Eugénie reste muette sur les attraits physiques de son amie, mais nous renseigne en revanche sur les dispositions morales de cette « enfant au cœur de feu, » qui sent s’agiter dans son sein deux âmes antagonistes : l’une convaincue de l’inanité des plaisirs mondains, les méprisant, soupirant après un bion inconnu ici-bas ; l’autre, esclave du monde, pleine de vanité, hère de ses succès, recherchant toutes les jouissances et préférant enfin le plaisir à l’ennui. A cette imagination ardente, à ce cœur fiévreux qui a « tant d’orages et tant de battemens de trop, » Mlle de Guérin offre pour remède le dictame de son maître François de Sales, l’Introduction à la vie dévote : c’est le premier livre qu’elle place entre les mains de Marie. Mais celle-ci est l’admiratrice du mystique, du préromantique Pascal et cherche à lui gagner son amie : il n’est pas d’opposition plus instructive et qui révèle mieux le contraste de leur caractère. Ajoutons qu’Eugénie, directrice parfois sévère, a souvent des paroles émues pour dire combien la baronne est aimable, bonne, attachante, et d’esprit distingué.

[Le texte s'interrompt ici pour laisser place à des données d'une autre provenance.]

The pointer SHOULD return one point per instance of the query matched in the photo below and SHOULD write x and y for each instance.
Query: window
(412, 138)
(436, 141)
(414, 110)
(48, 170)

Barbey de son côté tracera douze ans plus tard ce portrait intellectuel de Mme de Maistre : « Grand cœur, grand esprit, défauts aimables, naturel inouï qui lui donne la réputation d’une teinte d’excentricité parmi les affectés du faubourg Saint-Germain, qui ne se doutent pas de la nature du naturel : vanité plus grande que l’esprit qui est fort grand, mais vanité ronde et bien tournée dans laquelle il n’y a pas d’angles aigus ; bonté sans fond comme le ciel, compatissance toujours prête ; plus infatigable faculté de pleurer avec des yeux de feu qui seraient la gloire d’une infante, et belle gaîté pourtant à rires fous : une vraie femme, voilà la baronne ! » On sait ce que les moralistes romantiques à la façon de Barbey appellent le naturel en matière de conduite : c’est la fantaisie librement obéie ; c’est précisément ce qu’Eugénie instruite à l’école du renoncement combattait, — et goûtait aussi peut-être par effet de contraste, — dans l’âme sans discipline, mais non pas sans séduction, qui vint se jeter inopinément au travers de sa vie, enfin ordonnée après vingt années d’effort. L’eau et le feu, pour employer une métaphore populaire, tels sont les deux élémens que vont rapprocher les relations de Maurice avec le monde parisien.